Tenslotte, met betrekking tot uw bewering dat de supermarkt of het project in zijn geheel niet zou worden gerealiseerd zonder de subsidie van de provincie, merken de diensten van de Commissie op dat dit argument niet relevant is voor de beoordeling van mogelijke steun aan Linders supermarkten. Het is aan de gemeente en/of Wonen Meerssen om beslissingen te nemen over hun nieuwe ontwikkelingsplannen. Of er al dan niet sprake is van staatssteun op dit niveau is niet relevant, gezien het feit dat steun aan Linders supermarkten is uitgesloten op basis van bovenstaande analyse. Er is een overeenkomst ondertekend tussen de gemeente Meerssen en Wonen Meerssen. Het is aan Wonen Meerssen om voor de realisering van het project voor haar eigen rekening en risico
verdere overeenkomsten te sluiten met derde partij en tegen markconforme voorwaarden.
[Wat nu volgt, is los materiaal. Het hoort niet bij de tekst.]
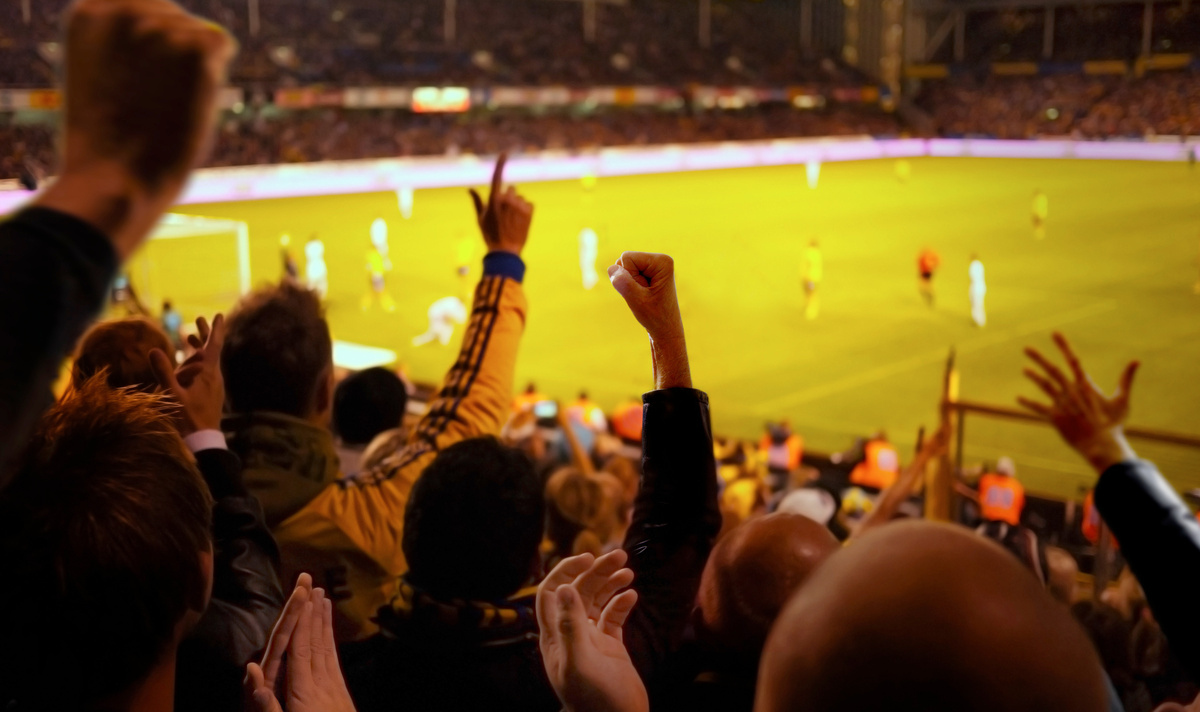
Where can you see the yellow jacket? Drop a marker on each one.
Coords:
(348, 537)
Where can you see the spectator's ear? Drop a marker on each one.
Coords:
(324, 402)
(199, 597)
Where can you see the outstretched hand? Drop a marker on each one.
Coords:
(505, 217)
(198, 384)
(305, 630)
(1091, 422)
(143, 78)
(582, 645)
(647, 283)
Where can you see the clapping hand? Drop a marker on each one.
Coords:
(305, 630)
(505, 217)
(581, 616)
(1091, 422)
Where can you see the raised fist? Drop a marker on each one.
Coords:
(142, 85)
(647, 282)
(507, 216)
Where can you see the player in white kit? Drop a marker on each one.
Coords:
(813, 168)
(588, 252)
(443, 313)
(316, 273)
(978, 291)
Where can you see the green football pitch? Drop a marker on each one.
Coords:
(1115, 271)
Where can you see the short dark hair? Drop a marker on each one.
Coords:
(101, 533)
(120, 347)
(277, 347)
(474, 522)
(367, 404)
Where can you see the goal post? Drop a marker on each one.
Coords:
(201, 264)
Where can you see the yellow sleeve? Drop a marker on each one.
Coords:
(369, 509)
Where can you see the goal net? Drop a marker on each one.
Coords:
(201, 264)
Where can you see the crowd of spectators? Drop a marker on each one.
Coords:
(1092, 107)
(330, 135)
(154, 516)
(527, 42)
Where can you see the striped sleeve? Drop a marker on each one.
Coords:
(477, 392)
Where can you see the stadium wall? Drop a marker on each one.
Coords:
(259, 183)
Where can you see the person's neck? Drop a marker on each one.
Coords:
(155, 693)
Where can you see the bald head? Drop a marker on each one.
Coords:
(924, 616)
(750, 576)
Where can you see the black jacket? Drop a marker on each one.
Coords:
(246, 594)
(425, 664)
(54, 277)
(1161, 539)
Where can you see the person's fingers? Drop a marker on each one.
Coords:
(570, 623)
(1126, 382)
(281, 636)
(261, 698)
(317, 628)
(498, 178)
(1045, 386)
(333, 668)
(623, 281)
(1041, 410)
(613, 617)
(215, 342)
(166, 371)
(300, 651)
(591, 582)
(1073, 362)
(479, 203)
(640, 267)
(562, 574)
(622, 579)
(1050, 369)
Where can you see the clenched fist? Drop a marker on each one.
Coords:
(647, 282)
(507, 216)
(142, 85)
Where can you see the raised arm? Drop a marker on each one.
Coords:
(474, 399)
(1158, 534)
(675, 518)
(142, 82)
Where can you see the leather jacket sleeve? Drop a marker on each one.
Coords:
(54, 277)
(1161, 539)
(676, 521)
(247, 594)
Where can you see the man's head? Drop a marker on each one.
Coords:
(474, 521)
(121, 347)
(366, 404)
(924, 616)
(108, 557)
(279, 354)
(751, 574)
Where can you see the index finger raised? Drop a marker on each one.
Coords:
(498, 177)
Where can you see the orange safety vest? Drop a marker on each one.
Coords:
(880, 468)
(785, 455)
(627, 420)
(586, 413)
(1001, 498)
(526, 401)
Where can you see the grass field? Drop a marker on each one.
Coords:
(1115, 273)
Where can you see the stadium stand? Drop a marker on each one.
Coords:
(155, 514)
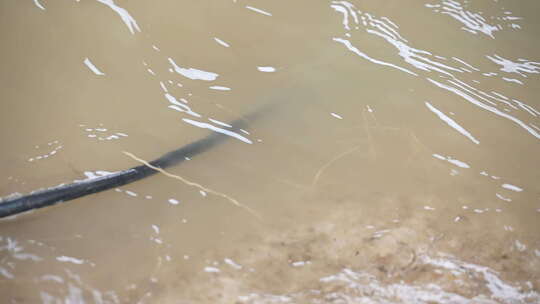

Gezien het feit dat u ons geen aanvullende gegevens of argumenten heeft bezorgd die
ingaan tegen de conclusies van onze brief van 6 april 2017, zien wij geen reden de zaak
verder voort te zetten. Dit standpunt is nog geen definitief standpunt van de Commissie
zelf, maar alleen een voorlopig standpunt van de diensten van DG Concurrentie, op basis van de thans beschikbare informatie. (…
)”;
d. als productie 22 de antwoordbrief van [eiseres sub 3] op de brief van 2 oktober 2017 d.d. 27 oktober 2017, waarin zij persisteert bij haar stelling dat “
wel degelijk sprake is van (niet gemelde) onrechtmatige staatssteun.”;
e. als productie 23 de brief 19 maart 2018 van [eiseres sub 3] ter aanvulling op haar brief van 27 oktober 2017 waarin zij verwijst naar de beschikking van de Commissie van 18 juli 2001 (2002/142/EG) in de Valmont-zaak.